The humor site The Onion, the offbeat weekly The Chicago Reader, and Time Out Chicago have discovered that some of their articles have appeared in total on Arianna Huffington's mega web outlet The Huffington Post. And they are none too happy about the wholesale lifting of their material, either.
Wired.com has the full story about the Huffington Post's unwelcome lifting saying that Huffington Post is "being accused of slimy business practices by a handful of smaller publications who say the site is unfairly copying and publishing their content." And this wholesale stealing of others' work seems strange when the latest news about Huff Post is that it was graced with a $25 million capital infusion by investors. With that kind of cash flow, you'd think they could hire a few out of work MSMers and give them a job, wouldn't you?
For its part, the Huff Post is claiming that it only uses part of an outside publisher's articles and then links back to their site for the rest. While it is certainly true that the Huff Post has links to the original source, the argument has been made that the Huff Post folks use nearly the entire article, instead of mere headlines or short segments. This is what is raising the ire of the print media folks that have found their on-line articles poached in total on the Huff Post site.
As an editor of the Chicago Reader named Whet Moser posted on the Chi Reader Blog section, he finds the whole practice "beneath contempt."
You want to do a post that says, "According to Jessica Hopper, Bon Iver rules, check 'em out, go here for the info," fine. But taking an entire concert preview is bush league. Doing it as a practice is just beneath contempt. If the future of journalism--which everyone keeps telling me the Huffington Post represents--is a bunch of search-engine optimization scams, we have bigger problems than Sam Zell's bad investment strategies.

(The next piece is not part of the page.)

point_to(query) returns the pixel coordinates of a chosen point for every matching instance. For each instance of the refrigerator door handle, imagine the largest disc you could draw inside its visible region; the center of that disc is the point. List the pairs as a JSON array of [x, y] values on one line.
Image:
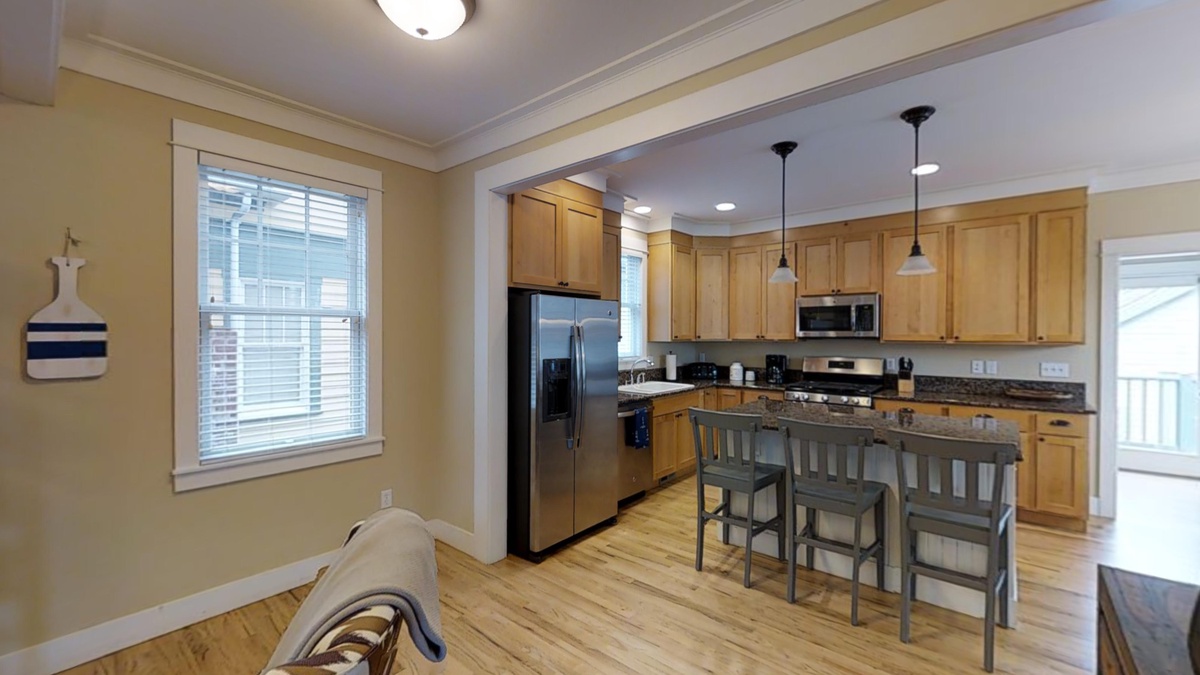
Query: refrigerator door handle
[[583, 384]]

Moser posted some examples of how the Huff Post segment is exactly the same in full compared to a Chicago Reader review. On the Chi Reader, Blythe Smith had a review of Buddy Guy's Legends Blues club and Moser then posted a link to the identical one from Huff Post. Moser also posted half a dozen other examples to make his case.
Huff Post has since dumped those posts leaving only a headline and a link back to the original sources at this point. Plainly, the Huff Post folks know they were caught in their shady policy and tried to erase the proof.
But, yay for google cached images. Here is the Blythe Smith review as it appeared on Huff Post. And here is the actual review on the Chi Reader's website. As you can see, the Huff Post pulled the ENTIRE Chi Reader review before posting the link back to the Reader. At some point, one has to wonder why anyone would bother going to the Chi Reader from Huff Post if they'd already seen the whole review on Huff Post?
Anyway, the Huff Post is in a bit of hot water over this shady policy and I don't blame the print folks for getting a bit miffed.